When you buy storage for your ESX or Hyper-V infrastructure, what's more important to you - capacity or performance? Is a GB or an IOPS unit worth more to you?
If you balance the two, what steps to do take to do so? How do you analyze your workloads to determine overall storage impact?
Personally, now that we have an infrastructure in place, I'm finding it easier to model new workloads than it was when we initially got underway. Besides being more experienced, the virtual environment makes it easy to install and test actual workloads on the hardware before moving those workloads into production. So, when we decided to move to Exchange 2010, the IT staff at Westminster had their mailboxes moved to the new virtual Exchange 2010 server so that we could be the test subjects to determine if and where there might be bottlenecks.
Most of the time, its a balancing act between capacity, performance, and cost.
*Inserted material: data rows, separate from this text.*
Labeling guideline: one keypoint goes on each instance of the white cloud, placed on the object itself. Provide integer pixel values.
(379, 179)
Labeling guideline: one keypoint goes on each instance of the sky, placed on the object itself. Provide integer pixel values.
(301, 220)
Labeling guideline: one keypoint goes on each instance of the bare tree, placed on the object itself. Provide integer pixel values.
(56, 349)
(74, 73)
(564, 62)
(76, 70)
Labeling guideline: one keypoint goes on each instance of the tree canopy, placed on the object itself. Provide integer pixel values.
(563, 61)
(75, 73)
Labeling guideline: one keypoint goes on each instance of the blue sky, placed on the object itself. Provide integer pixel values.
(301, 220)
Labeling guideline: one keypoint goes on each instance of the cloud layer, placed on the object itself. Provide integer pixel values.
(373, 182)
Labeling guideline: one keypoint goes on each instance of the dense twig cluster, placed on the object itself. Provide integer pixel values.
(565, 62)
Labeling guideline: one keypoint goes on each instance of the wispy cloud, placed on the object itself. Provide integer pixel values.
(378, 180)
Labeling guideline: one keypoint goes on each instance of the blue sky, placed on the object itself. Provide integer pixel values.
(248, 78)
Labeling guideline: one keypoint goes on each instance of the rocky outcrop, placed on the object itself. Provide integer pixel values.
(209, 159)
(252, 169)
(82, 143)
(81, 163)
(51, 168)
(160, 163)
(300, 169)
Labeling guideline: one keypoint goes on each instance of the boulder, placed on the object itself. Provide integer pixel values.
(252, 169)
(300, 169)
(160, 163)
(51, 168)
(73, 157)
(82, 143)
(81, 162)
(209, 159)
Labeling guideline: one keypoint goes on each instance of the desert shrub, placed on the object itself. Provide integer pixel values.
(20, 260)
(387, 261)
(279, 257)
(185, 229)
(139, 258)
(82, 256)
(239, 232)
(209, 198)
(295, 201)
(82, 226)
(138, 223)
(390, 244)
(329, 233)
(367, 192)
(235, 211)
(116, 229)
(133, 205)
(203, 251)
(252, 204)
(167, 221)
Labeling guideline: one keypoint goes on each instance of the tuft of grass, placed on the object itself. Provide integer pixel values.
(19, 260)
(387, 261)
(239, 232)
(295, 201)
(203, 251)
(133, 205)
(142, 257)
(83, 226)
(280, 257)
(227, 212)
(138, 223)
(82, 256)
We work with a storage product that uses SAS backplanes, SAS expansion ports, and a FC-based RAID controller. We can then mix/match SAS and SATA drives to obtain the capacity (SATA) and performance (SAS) we need within the environment. The chassis we use has a modular controller system, allowing us to start with a single, dual-port 4GB FC controller, and as budget permits and requirements dictate, we can add a second controller or upgrade to one or two dual-port 8GB FC controllers. A single-controller 4GB Titan enclosure with 3-600G SAS and 9-1000G SATA drives can be had for less than $10,000. Up to 4 expansion shelves can be connected for up to 60 SAS/SATA bays. There are some specific requirements to get optimal performance from SATA, related to placement within the enclosures, but the flexibility and relatively low cost make it attractive to many of our clients.
We work with a lot of mid-sized companies that are just now moving to larger infrastructures and virtual environments. These units help us stay within budget and provide a platform that can migrate to improved reliability and performance without replacing major infrastructure components or migrating data.